A new study on AI agent productivity reveals that smarter context management — not bigger models — is the real unlock for reliable, cost-efficient automation.
The AI Agent Productivity Problem Nobody Talks About
Here's the dirty secret of deploying AI agents in real workflows: they drown in their own memory. Every tool call, every API response, every back-and-forth gets stuffed into the context window — and eventually the agent loses the plot, repeats itself, or just fails.
Researchers at Microsoft tested this exact problem using GPT-5 agents automating expense itemisation in Dynamics 365. With full conversation history retained, the agent completed 71% of tasks but burned through 1.48 million tokens and took nearly 15 hours per benchmark run. That's expensive and slow.
The Context Engineering Fix That Actually Works
The winning approach combined two simple techniques: prune the context to the last 5 tool interactions, then add a compact rolling summary of what happened before. The result? 91.6% task completion, token usage slashed to 553k (a 63% reduction), and runtime cut to under 6 hours.
Think of it like a surgeon's briefing — you don't hand them the patient's entire life history mid-operation. You give them a crisp summary plus the last few critical readings. The agent stays sharp because it's not wading through stale noise.
The no-context baseline, for reference, managed a humbling 8% completion rate. Context design isn't a nice-to-have — it's the difference between a useful agent and an expensive toy.
What This Means for AI Agent Productivity Learners
If you're building or evaluating AI agents for any workflow — customer support, data processing, code generation — context engineering is now a core skill, not an advanced topic. The gap between a 71% and 91% success rate isn't a better model; it's better architecture around the model you already have.
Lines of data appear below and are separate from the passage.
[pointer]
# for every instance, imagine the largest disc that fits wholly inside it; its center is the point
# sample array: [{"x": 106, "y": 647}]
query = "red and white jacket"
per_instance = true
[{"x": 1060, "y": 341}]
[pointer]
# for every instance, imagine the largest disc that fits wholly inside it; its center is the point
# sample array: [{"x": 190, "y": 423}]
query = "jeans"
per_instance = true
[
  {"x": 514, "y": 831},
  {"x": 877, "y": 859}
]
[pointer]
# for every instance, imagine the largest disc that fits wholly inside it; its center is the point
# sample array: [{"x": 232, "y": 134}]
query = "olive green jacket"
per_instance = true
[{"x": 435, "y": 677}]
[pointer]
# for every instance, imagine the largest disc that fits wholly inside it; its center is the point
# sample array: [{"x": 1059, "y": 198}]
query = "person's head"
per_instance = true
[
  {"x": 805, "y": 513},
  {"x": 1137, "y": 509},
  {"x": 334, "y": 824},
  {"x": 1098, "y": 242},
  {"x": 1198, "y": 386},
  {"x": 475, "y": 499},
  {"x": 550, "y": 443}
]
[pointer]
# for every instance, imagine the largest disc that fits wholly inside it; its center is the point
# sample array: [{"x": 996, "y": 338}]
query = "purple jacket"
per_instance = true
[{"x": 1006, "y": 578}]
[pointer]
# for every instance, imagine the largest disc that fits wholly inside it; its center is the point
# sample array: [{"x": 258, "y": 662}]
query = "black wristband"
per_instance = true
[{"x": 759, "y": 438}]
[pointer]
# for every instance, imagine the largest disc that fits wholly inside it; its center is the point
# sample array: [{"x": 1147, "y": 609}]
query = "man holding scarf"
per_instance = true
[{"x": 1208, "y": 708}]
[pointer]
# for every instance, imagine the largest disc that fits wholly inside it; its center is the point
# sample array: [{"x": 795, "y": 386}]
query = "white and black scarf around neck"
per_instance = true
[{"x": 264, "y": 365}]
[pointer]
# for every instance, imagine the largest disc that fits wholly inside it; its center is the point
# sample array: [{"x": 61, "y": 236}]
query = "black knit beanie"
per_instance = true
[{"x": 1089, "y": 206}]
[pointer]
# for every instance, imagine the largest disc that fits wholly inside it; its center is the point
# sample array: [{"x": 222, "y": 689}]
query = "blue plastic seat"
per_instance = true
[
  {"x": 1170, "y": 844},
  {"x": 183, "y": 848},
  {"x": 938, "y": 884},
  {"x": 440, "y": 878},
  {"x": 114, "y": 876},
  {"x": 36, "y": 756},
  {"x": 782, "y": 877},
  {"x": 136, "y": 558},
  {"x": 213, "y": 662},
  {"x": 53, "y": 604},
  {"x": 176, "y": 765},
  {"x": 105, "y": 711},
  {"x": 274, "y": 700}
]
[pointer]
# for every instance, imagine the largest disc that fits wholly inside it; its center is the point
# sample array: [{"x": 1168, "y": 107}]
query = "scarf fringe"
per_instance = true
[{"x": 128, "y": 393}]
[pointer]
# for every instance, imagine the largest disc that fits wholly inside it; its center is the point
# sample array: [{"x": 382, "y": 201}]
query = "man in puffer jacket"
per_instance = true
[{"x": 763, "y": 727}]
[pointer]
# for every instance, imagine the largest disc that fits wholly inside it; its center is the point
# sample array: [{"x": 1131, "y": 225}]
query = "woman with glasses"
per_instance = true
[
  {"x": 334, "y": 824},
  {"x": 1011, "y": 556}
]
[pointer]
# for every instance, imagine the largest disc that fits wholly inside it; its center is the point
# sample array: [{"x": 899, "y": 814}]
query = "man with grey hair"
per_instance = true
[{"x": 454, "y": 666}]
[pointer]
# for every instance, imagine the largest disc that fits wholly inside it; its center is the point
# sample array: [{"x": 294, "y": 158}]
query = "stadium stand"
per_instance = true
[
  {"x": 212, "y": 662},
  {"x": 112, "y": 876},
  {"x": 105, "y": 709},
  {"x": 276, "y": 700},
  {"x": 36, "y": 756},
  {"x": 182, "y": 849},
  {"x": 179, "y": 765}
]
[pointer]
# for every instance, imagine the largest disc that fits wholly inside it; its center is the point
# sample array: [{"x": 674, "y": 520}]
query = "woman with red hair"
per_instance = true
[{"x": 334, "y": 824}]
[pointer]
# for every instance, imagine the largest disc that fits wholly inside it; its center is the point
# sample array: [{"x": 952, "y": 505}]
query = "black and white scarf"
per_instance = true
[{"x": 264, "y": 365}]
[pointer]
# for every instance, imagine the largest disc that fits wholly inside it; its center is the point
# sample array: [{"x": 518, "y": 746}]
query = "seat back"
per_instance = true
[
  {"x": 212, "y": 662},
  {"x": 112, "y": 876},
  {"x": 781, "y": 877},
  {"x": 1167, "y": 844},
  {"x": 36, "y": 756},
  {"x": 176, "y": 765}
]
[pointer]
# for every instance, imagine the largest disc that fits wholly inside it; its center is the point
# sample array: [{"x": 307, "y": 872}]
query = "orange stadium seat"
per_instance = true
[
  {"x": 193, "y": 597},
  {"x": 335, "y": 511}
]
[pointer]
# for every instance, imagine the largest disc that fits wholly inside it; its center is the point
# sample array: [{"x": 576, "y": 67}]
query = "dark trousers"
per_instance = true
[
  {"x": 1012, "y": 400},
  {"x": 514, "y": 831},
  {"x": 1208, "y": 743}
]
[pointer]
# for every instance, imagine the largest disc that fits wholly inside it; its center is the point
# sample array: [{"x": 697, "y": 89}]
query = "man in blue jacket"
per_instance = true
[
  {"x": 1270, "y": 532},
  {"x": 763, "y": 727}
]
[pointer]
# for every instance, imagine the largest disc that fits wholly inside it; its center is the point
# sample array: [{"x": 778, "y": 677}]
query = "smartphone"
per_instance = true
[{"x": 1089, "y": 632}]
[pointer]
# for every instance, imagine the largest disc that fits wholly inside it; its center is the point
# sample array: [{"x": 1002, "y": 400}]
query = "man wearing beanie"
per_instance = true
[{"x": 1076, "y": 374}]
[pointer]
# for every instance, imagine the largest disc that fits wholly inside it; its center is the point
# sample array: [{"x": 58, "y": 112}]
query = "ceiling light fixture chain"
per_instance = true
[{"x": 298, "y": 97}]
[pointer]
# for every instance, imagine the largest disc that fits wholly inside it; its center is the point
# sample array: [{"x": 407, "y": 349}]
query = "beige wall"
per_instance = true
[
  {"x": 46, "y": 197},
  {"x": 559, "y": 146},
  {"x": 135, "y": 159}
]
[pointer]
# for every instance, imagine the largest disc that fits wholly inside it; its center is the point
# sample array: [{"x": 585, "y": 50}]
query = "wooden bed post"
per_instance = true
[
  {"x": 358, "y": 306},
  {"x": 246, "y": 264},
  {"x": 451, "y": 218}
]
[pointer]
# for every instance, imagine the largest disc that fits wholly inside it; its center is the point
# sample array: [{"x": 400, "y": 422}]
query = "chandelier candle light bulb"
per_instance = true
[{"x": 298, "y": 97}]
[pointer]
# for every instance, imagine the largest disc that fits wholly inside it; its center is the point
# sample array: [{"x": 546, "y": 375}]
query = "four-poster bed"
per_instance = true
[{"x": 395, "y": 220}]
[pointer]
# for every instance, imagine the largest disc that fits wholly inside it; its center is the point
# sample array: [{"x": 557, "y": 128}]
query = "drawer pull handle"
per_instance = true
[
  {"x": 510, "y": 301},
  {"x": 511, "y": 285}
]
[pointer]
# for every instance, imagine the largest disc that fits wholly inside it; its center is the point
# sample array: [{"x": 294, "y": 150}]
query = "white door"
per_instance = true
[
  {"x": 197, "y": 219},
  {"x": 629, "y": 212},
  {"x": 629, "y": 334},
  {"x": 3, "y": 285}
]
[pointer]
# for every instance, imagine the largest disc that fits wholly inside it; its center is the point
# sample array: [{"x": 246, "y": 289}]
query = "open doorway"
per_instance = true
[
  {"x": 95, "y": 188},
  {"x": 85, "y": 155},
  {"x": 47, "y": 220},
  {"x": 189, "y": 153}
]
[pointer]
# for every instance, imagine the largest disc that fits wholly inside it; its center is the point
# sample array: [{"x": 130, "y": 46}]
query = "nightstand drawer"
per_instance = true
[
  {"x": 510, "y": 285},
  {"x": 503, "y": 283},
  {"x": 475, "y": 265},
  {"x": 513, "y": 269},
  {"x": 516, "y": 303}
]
Understanding how to structure prompts, manage tool call history, and design summarisation pipelines is exactly what separates hobbyist AI use from production-grade deployment. Our Build Your First RAG Pipeline course covers the retrieval and memory patterns that underpin this kind of context-aware design, and Hermes Agent Essentials goes deeper on building agents that stay reliable over long task horizons.
The practical takeaway you can apply today: if your AI agent is underperforming, don't reach for a bigger model first. Audit what's in its context window. You might just be handing it too much history and not enough signal.